Klebsiella, Enterobacter y Serratia
Klebsiella es un organismo capsulado causante de 10% de las neumonías dentro de los hospitales; en los ultimos años ha sido aislado con frecuencia en cepas resistentes a los antibióticos.

Enterobacter también adquiere importancia porque se han identificado cepas resistentes a las cefalosporinas que causan infecciones quirúrgicas.

Serratia marcescens se encuentra como germen único o asociado a otros en las infecciones originadas en sitios en los que se introducen catéteres para tener acceso a los vasos sanguíneos y dar medicación durante mucho tiempo, o en instrumentaciones de las vías urinarias.
Proteus
Aparece en pacientes que han recibido diversos antibióticos; causa infecciones del tracto urinario que se atribuyen en parte a su capacidad para catabolizar la urea, alcalinizar la orina y fijarse al endotelio urinario.
Pseudomonas
Es un género productor de pigmentos de color verde, azulo amarillo que tienen algunas especies patógenas como Pseudomonas aeruginosa o Bacillus pyocyaneus, agente causal del llamado pus verde de las heridas. La era de la cirugía moderna con la técnica aséptica y los antibióticos casi lo vio desaparecer, porque las defensas naturales son muy efectivas contra el germen en los individuos normales. Sin embargo, puede proliferar en sujetos en los que su propia flora ha sido destruida por el uso indiscriminado de antibióticos; por eso, Pseudomonas ha vuelto a aparecer en las modernas unidades de medicina crítica como una amenaza que contamina los equipos, en especial las tuberías húmedas de los aparatos que se usan para dar soporte respiratorio (ventiladores), a una infección que progresa con rapidez al estado de bacteriemia y, por último, muerte.
GRUPO ANAEROBIO
Requieren bajas tensiones de oxígeno para desarrollarse, pueden sobrevivir más de 72 h en presencia de oxígeno, aunque no se multiplican. Se encuentran en la materia fecal de humanos y animales, en especial de los rumiantes, pero muy rara vez se pueden aislar en las infecciones del ser humano.
Bacterias anaerobias no esporuladas
Bacteroides y Fusobacterium son organismos gramnegativos comensales en la flora de la boca, intestino distal y genitales femeninos. Tienen baja virulencia porque no producen endotoxinas. En las infecciones evolutivas producen gas y olor fétido, que es el resultado de su metabolismo anaerobio, pero siempre se asocian con otros gérmenes, en especial con Escherichia coli.

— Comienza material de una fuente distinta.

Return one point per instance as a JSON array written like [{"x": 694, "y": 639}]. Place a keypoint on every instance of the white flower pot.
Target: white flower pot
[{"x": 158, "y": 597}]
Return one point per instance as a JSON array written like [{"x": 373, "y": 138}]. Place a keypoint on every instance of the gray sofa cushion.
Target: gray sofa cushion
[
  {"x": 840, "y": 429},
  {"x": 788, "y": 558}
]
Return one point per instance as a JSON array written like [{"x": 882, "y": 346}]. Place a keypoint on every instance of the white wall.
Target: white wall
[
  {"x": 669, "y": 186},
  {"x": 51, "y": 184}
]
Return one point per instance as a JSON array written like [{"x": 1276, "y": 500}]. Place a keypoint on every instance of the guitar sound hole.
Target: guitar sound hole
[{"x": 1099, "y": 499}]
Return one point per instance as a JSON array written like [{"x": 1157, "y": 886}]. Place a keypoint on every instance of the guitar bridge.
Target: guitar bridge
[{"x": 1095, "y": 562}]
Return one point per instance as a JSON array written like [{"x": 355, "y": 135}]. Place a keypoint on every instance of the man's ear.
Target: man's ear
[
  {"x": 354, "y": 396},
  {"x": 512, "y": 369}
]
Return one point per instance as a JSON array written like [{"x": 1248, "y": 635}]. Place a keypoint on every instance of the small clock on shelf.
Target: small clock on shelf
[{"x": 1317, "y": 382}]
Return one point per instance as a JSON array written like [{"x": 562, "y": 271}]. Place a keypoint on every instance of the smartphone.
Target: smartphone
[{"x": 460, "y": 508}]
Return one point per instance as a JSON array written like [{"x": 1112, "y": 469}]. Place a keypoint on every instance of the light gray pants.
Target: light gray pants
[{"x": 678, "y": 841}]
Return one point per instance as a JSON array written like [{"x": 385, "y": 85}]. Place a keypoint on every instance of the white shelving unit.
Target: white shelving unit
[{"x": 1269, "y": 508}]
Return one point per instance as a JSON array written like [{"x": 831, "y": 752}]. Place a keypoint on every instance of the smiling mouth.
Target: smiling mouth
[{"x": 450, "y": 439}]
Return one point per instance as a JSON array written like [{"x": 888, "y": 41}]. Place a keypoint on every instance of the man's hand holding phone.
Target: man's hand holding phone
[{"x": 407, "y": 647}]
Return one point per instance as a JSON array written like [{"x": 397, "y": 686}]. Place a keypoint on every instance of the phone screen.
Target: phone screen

Bacterias anaerobias esporuladas
Son bacterias grampositivas que tienen forma de bastón que se encuentran en la flora normal del intestino y en los suelos contaminados. Su característica dominante es que producen toxinas bastante nocivas, y tanto C. botulinum como C. tetani causan intoxicaciones más que infecciones. Clostridium perfringens, C. novyi y C. septicum causan mionecrosis. Clostridium septicum y C. difficile causan colitis seudomembranosa.
Clostridium tetani
Clostridium tetani un bacilo anaerobio estricto no encapsulado, grampositivo, cuyas esporas están en el suelo y en las materias fecales, tienen al microscopio la forma de pequeñas raquetas de tenis y cuando se introducen en el organismo pueden germinar y evolucionar a formas vegetativas que producen tetanospasmina y tetanolisina, estas toxinas son metaloproteinasas, que liberadas en la herida se fijan a las terminales periféricas de las neuronas moto ras y se transportan al sistema nervioso central por la sangre y a lo largo de los troncos nerviosos donde bloquean la acción de los neurotransmisores y como resultado del bloqueo se exacerban los reflejos motores. En el sistema simpático actúan de modo similar. Como también se afecta al sistema nervioso autónomo se producen arritmias cardiacas e hipertensión. El periodo promedio de incubación es de 5 a 15 días con mortalidad cercana a 40% por insuficiencia respiratoria.
Síntomas y signos
Son dolor local y hormigueo, seguidos de espasticidad de los músculos de la región, rigidez del cuello y del maxilar, disfagia, irritabilidad y otros signos de ataque al estado general. Más adelante aparece hiperreflexia, se observa un espasmo de los músculos faciales que se conoce desde la antigüedad como risa sardónica o cínica, los músculos maseteros entran en contractura, el enfermo no puede abrir la boca y habla con los dientes apretados, dando otro signo descrito por los clásicos con el nombre de trismus. Todavía en una fase más avanzada, y siempre como respuesta a estímulos menores, se contraen los músculos espinales y abdominales dando una tensión forzada, de modo que el paciente manifiesta una contracción característica de los músculos de los canales vertebrales conocida como opistótonos. El espasmo de la glotis y de los músculos respiratorios suele causar asfixia. El paciente puede tener fiebre o febrícula.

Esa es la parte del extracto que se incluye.